Extracellular vesicles (EVs) are lipid bilayer vesicles that are secreted from almost all cell types, serve as “messengers” in intercellular and inter-organismal communication, and encapsulate a variety of functional nucleic acids, proteins, and other component [[1], [2], [3]]. Plant-derived EVs are abundant in resources, with low production costs and high yield. Regarding safety, plant-derived EVs do not harbor any zoonotic or human pathogens and have lower immune risks in vivo [4,5]. Recent research indicated that plant-derived EVs had anti-inflammatory and anti-cancer properties [6,7], even though the fundamental processes behind their wound-healing [8] process remain unclear. Ginger is the rhizome of Zingiber and is traditionally used for both medicine and food [9]. In addition to being used as a natural medicine, ginger extracts come in various forms and are currently used to treat various ailments [10]. Due to ginger's high concentration of bioactive contents, it has anti-inflammatory and antioxidant characteristics [11]. These properties are utilized to treat diseases including cancer and other related conditions [12].

Human skin exposure to terrestrial solar ultraviolet (UV) radiation causes a number of well-known acute and long-term effects [13]. UV radiation is a primary factor contributing to skin cancer [14] and premature aging [15,16] due to its deep penetration and high photon energy levels. UVA (320–400 nm) is the main component of solar UV irradiation component, making up as much as 95% of the total. It is linked to numerous pathological processes and determines the possible degree of harm might cause to skin [17]. UVA has oxidizing properties that decomposing collagen and elastic fibers [18], causing wrinkles and color spots, and altering the dermal connective tissue [19,20]. There is a noticeable increasing in the production of ROS [21] in skin cells after prolonged UVA irradiation. ROS is a general term for oxygen-containing and active substances in the body that are involved in the formation of cell damage [22,23] and cell-to-cell transmission [24]. It can activate NF-κB and MAPK signaling pathways to encourage the expression of AP-1 and MMPs [25,26], causing the extracellular matrix to degrade and speeding up the aging process of the skin. The degree of photodamage is directly correlated with ROS concentration [27].
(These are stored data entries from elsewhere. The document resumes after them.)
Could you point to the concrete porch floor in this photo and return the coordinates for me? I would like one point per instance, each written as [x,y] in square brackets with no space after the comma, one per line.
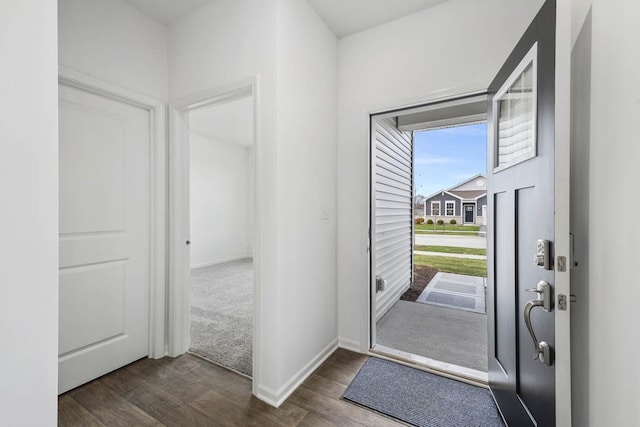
[444,334]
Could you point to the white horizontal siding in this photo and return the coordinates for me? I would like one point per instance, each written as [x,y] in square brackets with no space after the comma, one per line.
[393,214]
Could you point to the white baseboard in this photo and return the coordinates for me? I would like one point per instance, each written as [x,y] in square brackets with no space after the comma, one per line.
[277,398]
[350,345]
[221,261]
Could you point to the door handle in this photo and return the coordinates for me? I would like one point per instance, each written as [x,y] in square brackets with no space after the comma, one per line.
[542,349]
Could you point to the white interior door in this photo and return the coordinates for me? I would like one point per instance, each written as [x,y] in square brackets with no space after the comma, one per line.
[104,235]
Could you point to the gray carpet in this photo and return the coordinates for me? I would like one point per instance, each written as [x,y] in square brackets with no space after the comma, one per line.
[222,314]
[420,398]
[440,333]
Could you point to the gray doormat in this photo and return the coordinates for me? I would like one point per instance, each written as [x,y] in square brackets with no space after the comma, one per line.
[420,398]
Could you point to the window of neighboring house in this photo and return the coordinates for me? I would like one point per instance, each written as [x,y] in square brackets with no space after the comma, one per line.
[435,208]
[450,208]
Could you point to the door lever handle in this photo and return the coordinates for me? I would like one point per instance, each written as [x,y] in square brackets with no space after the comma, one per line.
[542,350]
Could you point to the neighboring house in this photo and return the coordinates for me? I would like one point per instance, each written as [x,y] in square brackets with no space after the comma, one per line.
[419,205]
[465,202]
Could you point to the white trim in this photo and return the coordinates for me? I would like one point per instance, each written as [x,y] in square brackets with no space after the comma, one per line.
[157,191]
[475,213]
[348,344]
[178,305]
[438,367]
[562,209]
[476,176]
[433,202]
[220,261]
[277,397]
[367,324]
[530,58]
[454,207]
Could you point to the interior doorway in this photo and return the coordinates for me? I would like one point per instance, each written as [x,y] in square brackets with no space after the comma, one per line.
[428,236]
[222,194]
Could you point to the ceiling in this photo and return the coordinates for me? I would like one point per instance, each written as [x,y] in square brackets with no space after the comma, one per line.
[166,11]
[343,17]
[229,122]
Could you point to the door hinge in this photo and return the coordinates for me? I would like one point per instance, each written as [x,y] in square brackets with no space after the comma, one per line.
[562,264]
[562,301]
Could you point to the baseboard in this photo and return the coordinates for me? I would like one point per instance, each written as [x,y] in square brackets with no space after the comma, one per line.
[222,261]
[276,398]
[350,345]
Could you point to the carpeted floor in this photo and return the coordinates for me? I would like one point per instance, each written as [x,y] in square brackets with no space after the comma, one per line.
[222,314]
[420,398]
[440,333]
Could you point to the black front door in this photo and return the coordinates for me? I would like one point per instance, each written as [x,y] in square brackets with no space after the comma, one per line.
[468,214]
[521,228]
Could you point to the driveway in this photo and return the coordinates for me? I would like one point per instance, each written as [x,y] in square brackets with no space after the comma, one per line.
[445,240]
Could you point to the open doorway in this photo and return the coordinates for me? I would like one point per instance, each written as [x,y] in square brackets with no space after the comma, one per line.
[221,218]
[429,210]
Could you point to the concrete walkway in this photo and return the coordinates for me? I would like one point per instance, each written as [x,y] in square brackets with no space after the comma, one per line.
[467,256]
[440,333]
[457,291]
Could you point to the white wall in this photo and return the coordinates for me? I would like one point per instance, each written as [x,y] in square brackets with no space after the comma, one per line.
[307,103]
[115,42]
[458,44]
[219,198]
[614,291]
[295,56]
[29,214]
[196,45]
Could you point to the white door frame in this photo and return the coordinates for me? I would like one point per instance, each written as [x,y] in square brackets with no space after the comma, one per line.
[178,295]
[158,195]
[562,208]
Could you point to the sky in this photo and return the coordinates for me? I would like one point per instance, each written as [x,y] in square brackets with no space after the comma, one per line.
[446,157]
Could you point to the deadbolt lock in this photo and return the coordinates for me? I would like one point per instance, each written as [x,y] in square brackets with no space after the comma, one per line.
[543,254]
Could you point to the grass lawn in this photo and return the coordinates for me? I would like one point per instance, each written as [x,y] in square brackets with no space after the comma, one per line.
[447,228]
[451,250]
[470,267]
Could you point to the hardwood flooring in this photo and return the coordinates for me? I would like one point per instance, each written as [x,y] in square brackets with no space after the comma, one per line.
[189,391]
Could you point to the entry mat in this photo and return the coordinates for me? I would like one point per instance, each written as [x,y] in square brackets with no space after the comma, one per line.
[420,398]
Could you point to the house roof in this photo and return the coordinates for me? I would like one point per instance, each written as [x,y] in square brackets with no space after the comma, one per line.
[469,194]
[460,184]
[462,194]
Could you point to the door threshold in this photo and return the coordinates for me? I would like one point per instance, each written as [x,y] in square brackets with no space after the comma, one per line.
[438,367]
[213,362]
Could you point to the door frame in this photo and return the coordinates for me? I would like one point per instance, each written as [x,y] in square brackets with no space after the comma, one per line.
[464,213]
[562,208]
[178,321]
[367,328]
[157,192]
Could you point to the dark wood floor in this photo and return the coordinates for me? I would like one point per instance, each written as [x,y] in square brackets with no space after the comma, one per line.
[189,391]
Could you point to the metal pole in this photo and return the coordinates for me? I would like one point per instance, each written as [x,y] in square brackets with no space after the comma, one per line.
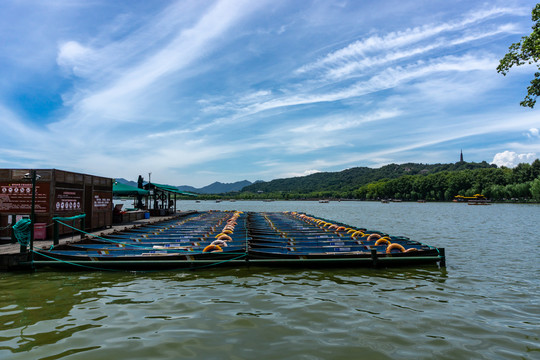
[32,212]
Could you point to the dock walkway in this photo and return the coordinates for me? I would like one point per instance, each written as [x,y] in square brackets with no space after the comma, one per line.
[10,254]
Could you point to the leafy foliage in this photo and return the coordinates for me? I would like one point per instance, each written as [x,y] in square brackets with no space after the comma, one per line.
[527,51]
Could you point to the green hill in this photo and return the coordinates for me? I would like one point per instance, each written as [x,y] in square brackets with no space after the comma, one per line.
[353,178]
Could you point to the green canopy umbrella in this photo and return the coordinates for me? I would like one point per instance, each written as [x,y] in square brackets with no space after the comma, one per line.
[120,189]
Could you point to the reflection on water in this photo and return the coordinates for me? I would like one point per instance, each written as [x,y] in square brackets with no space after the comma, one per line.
[484,305]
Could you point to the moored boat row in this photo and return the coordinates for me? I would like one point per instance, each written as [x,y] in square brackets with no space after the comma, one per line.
[236,238]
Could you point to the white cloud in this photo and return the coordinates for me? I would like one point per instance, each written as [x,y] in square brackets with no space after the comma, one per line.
[511,159]
[533,133]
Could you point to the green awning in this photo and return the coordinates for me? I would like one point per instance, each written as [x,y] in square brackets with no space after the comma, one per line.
[171,189]
[120,189]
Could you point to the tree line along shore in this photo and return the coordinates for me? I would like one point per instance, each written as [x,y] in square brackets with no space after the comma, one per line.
[407,182]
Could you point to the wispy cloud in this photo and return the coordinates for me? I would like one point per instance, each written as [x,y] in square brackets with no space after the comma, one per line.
[218,90]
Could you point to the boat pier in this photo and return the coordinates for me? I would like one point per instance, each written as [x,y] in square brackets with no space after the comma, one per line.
[196,240]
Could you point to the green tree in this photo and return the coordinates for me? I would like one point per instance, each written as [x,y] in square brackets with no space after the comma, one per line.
[527,51]
[535,189]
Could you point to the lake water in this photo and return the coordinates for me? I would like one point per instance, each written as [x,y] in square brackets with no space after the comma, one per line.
[484,305]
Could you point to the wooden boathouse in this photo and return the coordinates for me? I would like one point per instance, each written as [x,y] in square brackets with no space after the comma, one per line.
[58,193]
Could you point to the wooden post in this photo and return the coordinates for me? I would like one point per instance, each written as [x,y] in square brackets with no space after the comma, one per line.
[374,257]
[442,255]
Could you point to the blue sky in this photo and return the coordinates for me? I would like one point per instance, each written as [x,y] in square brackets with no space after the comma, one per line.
[202,91]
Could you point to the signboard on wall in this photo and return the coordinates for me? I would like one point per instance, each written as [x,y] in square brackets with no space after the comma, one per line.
[68,200]
[16,198]
[102,201]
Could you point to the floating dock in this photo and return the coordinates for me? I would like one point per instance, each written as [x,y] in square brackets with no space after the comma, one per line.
[233,238]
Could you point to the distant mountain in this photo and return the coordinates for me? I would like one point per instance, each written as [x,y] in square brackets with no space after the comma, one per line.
[217,187]
[353,178]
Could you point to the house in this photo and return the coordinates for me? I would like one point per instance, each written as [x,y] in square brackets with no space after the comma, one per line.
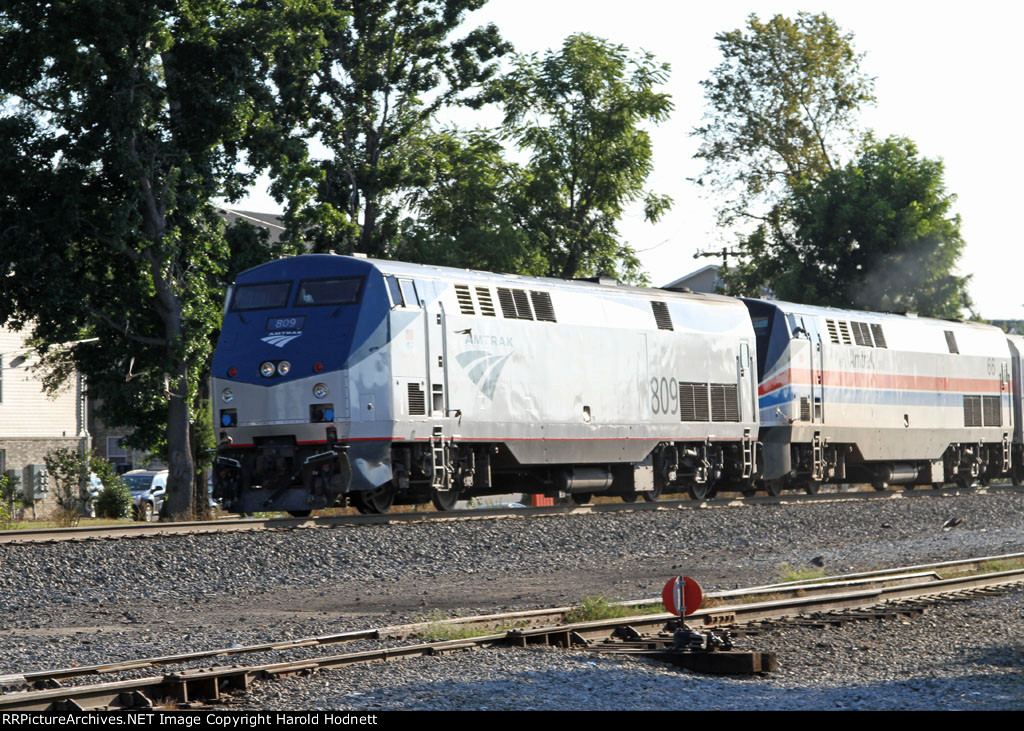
[34,423]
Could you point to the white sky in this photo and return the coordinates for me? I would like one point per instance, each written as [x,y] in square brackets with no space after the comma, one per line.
[946,77]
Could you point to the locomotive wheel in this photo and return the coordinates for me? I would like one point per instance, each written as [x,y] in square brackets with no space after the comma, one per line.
[963,482]
[444,500]
[374,501]
[700,490]
[144,513]
[652,496]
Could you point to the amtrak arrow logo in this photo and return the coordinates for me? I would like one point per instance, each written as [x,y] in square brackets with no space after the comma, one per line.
[281,339]
[483,369]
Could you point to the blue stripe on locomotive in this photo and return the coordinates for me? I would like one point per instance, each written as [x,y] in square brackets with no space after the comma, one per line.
[330,334]
[882,396]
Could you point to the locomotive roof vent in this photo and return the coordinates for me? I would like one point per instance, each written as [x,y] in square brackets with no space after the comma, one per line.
[662,314]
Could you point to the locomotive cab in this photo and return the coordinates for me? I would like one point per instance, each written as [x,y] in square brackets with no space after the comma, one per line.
[300,336]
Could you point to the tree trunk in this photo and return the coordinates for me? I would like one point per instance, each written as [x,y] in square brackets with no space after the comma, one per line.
[179,454]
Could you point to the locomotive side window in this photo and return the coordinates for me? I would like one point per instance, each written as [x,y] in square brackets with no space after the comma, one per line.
[266,295]
[402,292]
[409,296]
[329,292]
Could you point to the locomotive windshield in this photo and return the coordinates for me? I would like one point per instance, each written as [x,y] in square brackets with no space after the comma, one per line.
[265,295]
[329,292]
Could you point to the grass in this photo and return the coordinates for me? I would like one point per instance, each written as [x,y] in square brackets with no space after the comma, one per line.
[986,567]
[787,573]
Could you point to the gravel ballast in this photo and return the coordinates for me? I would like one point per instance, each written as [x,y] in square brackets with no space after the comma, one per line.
[96,601]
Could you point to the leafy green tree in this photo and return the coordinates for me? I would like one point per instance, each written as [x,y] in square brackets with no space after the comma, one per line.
[472,210]
[579,114]
[382,79]
[876,233]
[120,122]
[782,108]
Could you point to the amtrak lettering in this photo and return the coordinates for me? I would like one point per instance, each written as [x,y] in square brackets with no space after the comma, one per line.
[492,340]
[281,339]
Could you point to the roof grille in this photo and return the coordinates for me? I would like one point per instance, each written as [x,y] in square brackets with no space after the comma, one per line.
[486,303]
[861,334]
[522,304]
[662,314]
[465,299]
[833,331]
[972,411]
[507,303]
[543,308]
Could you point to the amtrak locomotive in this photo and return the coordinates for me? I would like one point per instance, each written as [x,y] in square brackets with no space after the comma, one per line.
[340,379]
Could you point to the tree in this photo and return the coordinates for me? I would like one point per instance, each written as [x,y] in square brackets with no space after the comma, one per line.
[782,106]
[876,233]
[120,121]
[382,79]
[472,210]
[579,113]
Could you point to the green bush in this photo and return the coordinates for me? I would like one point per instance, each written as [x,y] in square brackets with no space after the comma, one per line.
[115,500]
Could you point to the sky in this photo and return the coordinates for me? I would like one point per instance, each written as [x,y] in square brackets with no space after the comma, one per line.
[947,76]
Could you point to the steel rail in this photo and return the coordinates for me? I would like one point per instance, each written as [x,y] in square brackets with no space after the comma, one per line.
[522,618]
[249,524]
[190,686]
For the treatment of skin injury, functional hydrogels provide a viable choice. A unique local drug delivery preparation known as thermosensitive gel has the ability to display several physical states in response to temperature changes. It will rapidly transition into a semi-solid gel state when the temperature rises to the phase transition temperature or near body temperature. The reason for this transformation is that the gel's molecular structure has a great number of hydrophilic polymer groups. Because of the unique interactions between the molecules of the polymer, like hydrogen bonds, ionic bonds, or hydrophobic interactions, these interactions will change as the temperature rises and cause the gel to solidify or liquefy. Polymer molecules primarily exist as a dissolved form at low temperature, but combine and undergo gel transition at high temperature, forming a dense three-dimensional network structure [28,29].

The morphology of the skin and its constant temperature properties led us to select a temperature-sensitive hydrogel as an effective EVs carrier. At room temperature or low temperature, the gel stays liquid, it is easier for EVs to mix completely and uniformly and preserve their stability and activity. By slowing down the release of EVs, encapsulating EVs in gel improves their mechanical stability, integrity, and activity [30], all while being shielded from quick clearance. Additionally, the loading of gel increases the stability and retention rate of EVs [31] and provides high-quality extracellular matrix at the site of skin injury, keeping the wound moist and encouraging tissue repair. For these reasons, there is hope for designing EVs loaded into thermosensitive gel for skin injury.

In this study, it is the first time to utilize ginger-derived extracellular vesicles (gEVs) to promote the proliferation and migration of cells as well as to treat inflammatory skin lesions caused by UVA rays. The thermosensitive gel was loaded with gEVs, which effectively treated the wounded area and offered some guidance for repairing skin irritation. Because of its low cost, good efficacy, dependability, and safety, the manufacture of gEVs as an ingredient therapy has become a novel therapeutic strategy.